El río Cuautla crea un microclima vital para las aves, que dependen de este ambiente para regular su temperatura corporal y sobrevivir a las altas temperaturas que caracterizan la región. A diferencia de los mamíferos, las aves no poseen glándulas sudoríparas, lo que les impide enfriar su cuerpo mediante el sudorizado, por lo que recurren a espacios con sombra y frescura para mantener su termorregulación.

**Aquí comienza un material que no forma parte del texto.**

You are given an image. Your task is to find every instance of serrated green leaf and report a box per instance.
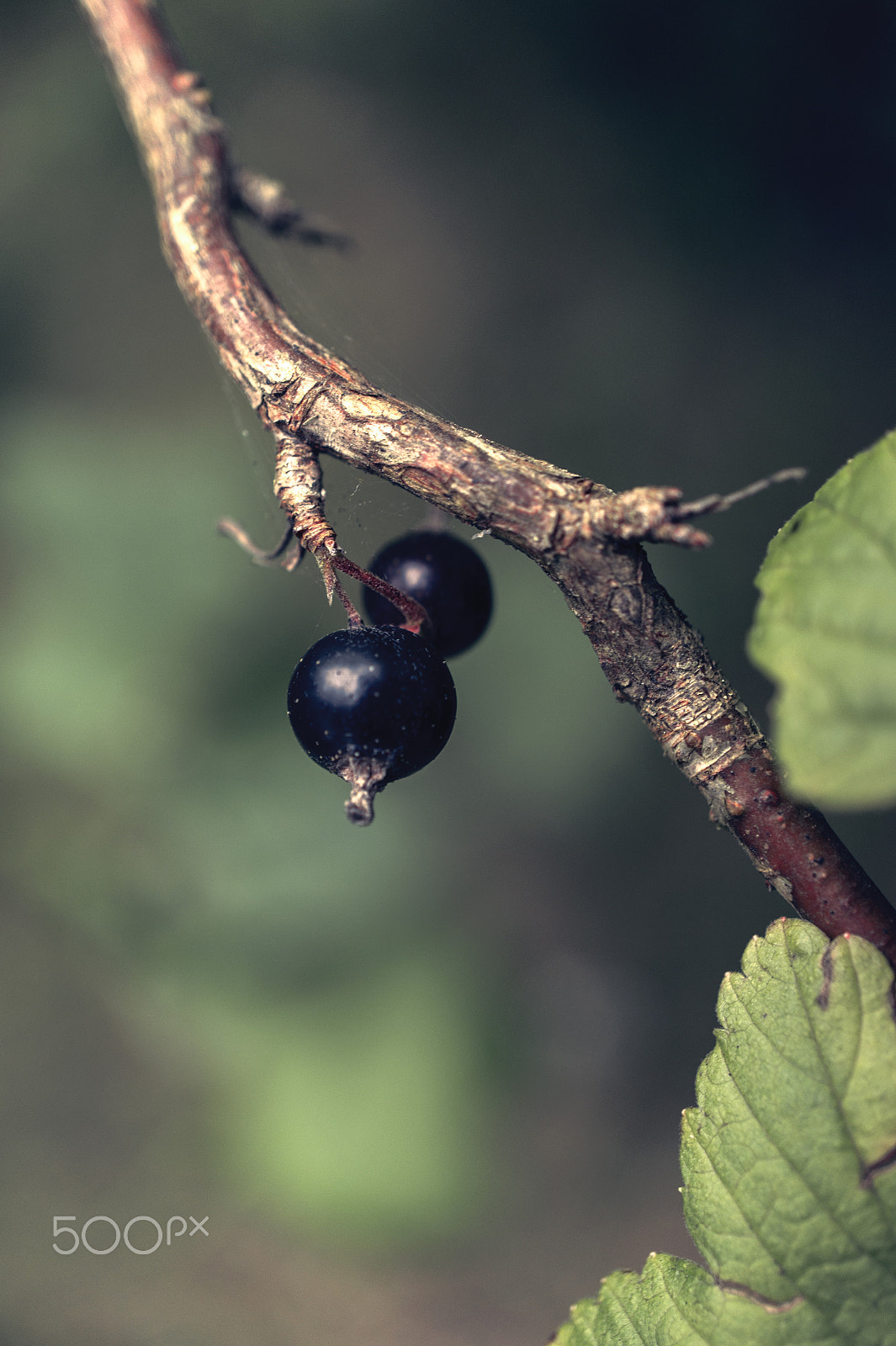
[557,919,896,1346]
[748,432,896,809]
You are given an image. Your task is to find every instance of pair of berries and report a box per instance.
[287,532,491,826]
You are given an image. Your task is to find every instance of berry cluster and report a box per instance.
[287,532,491,826]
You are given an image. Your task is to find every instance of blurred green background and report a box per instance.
[0,0,896,1346]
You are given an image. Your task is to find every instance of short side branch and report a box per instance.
[81,0,896,965]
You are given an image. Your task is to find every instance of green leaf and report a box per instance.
[557,919,896,1346]
[748,432,896,809]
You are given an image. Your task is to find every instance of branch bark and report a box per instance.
[79,0,896,965]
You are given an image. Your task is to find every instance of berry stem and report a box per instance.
[331,552,429,635]
[79,0,896,965]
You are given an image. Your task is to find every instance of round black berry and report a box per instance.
[363,533,491,660]
[287,626,458,826]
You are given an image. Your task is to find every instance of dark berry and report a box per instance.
[287,626,458,826]
[363,533,491,660]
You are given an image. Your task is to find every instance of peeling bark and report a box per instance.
[81,0,896,965]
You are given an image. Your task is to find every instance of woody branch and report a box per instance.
[79,0,896,965]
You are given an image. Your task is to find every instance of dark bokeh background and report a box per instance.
[0,0,896,1346]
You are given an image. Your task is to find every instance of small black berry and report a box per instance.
[287,626,458,826]
[363,533,491,660]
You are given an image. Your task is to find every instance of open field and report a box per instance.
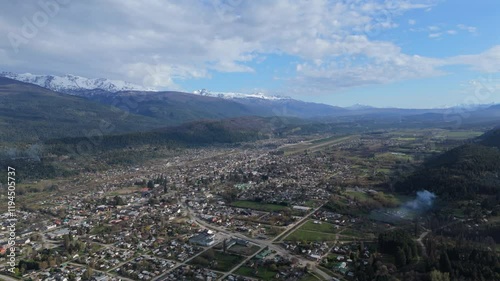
[234,265,278,280]
[231,201,287,212]
[189,249,243,272]
[281,135,359,155]
[300,220,338,233]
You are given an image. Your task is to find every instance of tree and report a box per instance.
[439,251,452,273]
[148,180,155,189]
[430,270,450,281]
[395,248,406,267]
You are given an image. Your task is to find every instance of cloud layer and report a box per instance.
[0,0,500,93]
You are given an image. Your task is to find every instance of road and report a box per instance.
[183,204,331,280]
[0,274,20,281]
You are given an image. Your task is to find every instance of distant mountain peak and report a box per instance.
[193,89,290,100]
[346,103,375,110]
[0,72,153,94]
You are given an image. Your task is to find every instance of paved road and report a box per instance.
[183,204,331,280]
[0,274,20,281]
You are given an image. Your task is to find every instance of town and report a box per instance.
[0,130,498,281]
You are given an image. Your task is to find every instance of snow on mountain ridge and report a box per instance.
[0,72,154,93]
[193,89,289,100]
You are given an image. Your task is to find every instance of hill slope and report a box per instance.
[0,78,162,143]
[396,129,500,199]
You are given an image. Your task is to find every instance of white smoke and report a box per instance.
[403,190,436,211]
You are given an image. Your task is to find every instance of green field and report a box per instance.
[231,201,288,212]
[189,249,243,272]
[284,229,335,242]
[234,265,278,280]
[300,220,338,233]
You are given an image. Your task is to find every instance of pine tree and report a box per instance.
[395,248,406,267]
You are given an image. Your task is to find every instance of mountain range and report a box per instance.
[0,72,500,143]
[0,72,153,94]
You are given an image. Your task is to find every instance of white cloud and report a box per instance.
[0,0,495,95]
[457,24,477,33]
[447,45,500,73]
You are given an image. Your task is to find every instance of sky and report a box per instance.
[0,0,500,108]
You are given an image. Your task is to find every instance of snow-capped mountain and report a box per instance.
[0,72,153,94]
[193,89,290,100]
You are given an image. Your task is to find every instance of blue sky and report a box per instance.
[0,0,500,108]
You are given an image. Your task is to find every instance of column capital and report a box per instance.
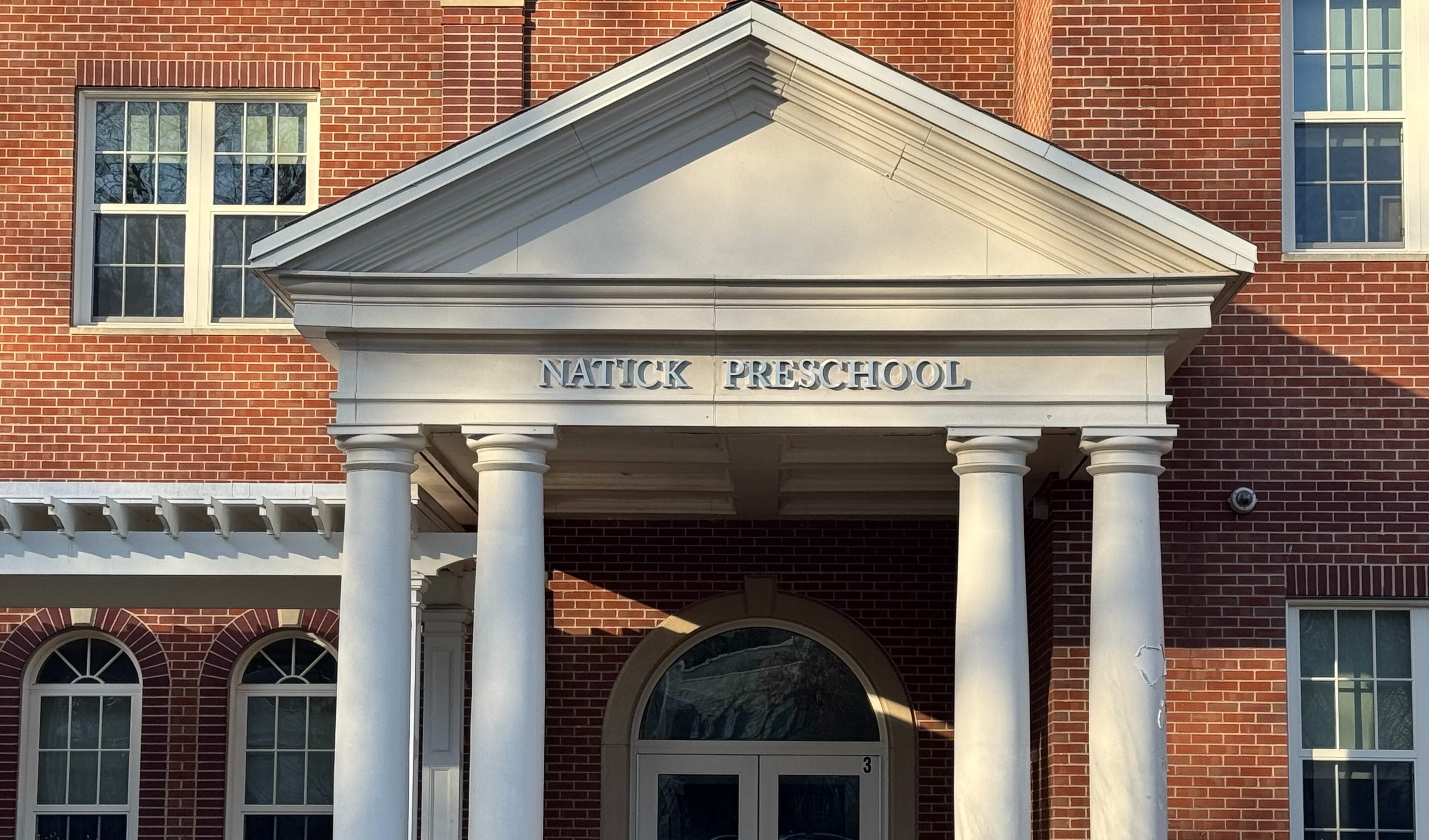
[327,426,427,474]
[421,606,472,636]
[411,569,432,607]
[461,426,556,473]
[1082,429,1175,476]
[947,426,1042,476]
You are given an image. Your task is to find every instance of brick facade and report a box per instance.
[0,0,1429,840]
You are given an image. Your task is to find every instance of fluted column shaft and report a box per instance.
[1082,430,1170,840]
[333,434,426,840]
[467,434,556,840]
[947,430,1039,840]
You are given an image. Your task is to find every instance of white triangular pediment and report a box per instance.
[253,3,1256,277]
[433,114,1075,277]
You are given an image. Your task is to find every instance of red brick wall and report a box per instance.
[0,0,1429,839]
[0,0,442,481]
[546,522,957,840]
[0,609,337,840]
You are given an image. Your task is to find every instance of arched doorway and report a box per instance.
[600,577,918,840]
[633,620,887,840]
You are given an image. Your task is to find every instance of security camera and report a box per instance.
[1226,487,1260,513]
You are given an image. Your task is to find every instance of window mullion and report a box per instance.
[184,100,214,326]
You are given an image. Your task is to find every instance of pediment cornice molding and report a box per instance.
[253,3,1255,284]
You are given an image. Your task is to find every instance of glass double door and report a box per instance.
[634,754,883,840]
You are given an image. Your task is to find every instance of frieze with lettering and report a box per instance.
[539,356,972,391]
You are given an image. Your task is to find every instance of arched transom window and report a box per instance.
[20,636,141,840]
[640,627,879,742]
[634,626,887,840]
[229,636,337,840]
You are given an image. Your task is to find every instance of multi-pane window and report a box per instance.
[234,637,337,840]
[1286,0,1413,249]
[74,91,317,326]
[1289,607,1425,840]
[21,636,140,840]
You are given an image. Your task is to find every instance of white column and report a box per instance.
[421,607,472,840]
[333,434,426,840]
[469,433,556,840]
[1082,429,1172,840]
[407,570,427,840]
[947,429,1040,840]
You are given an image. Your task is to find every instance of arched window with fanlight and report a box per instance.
[18,634,141,840]
[632,624,887,840]
[227,634,337,840]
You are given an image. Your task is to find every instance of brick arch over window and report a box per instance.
[0,609,169,839]
[193,610,337,839]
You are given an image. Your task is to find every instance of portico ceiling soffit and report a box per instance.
[253,3,1256,301]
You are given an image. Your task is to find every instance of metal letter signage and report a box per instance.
[539,356,973,391]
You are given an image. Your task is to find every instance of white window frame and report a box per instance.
[16,630,144,840]
[1285,599,1429,837]
[629,617,890,840]
[72,87,321,333]
[1281,0,1429,260]
[223,630,342,840]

Este oasis natural ha sido confirmado como un refugio indispensable para una diversidad notable de especies, con un reciente monitoreo durante el Global Big Day que reportó la presencia de 33 especies distintas de aves en la zona. Tales resultados subrayan la importancia del río como fuente de alimento, hábitat y zonas para anidar en la región oriente de Cuautla.
La creciente urbanización y la expansión de las llamadas islas de calor en Cuautla amenazan este ecosistema. Cuando las temperaturas exceden el rango tolerable para las aves, estas sufren problemas severos, como deshidratación y desorientación, dificultando su desplazamiento y reproducción. Por ello, expertos hacen un llamado urgente a las autoridades y la comunidad para conservar y sanear el río, frenando la pérdida de áreas verdes que sustentan la biodiversidad local.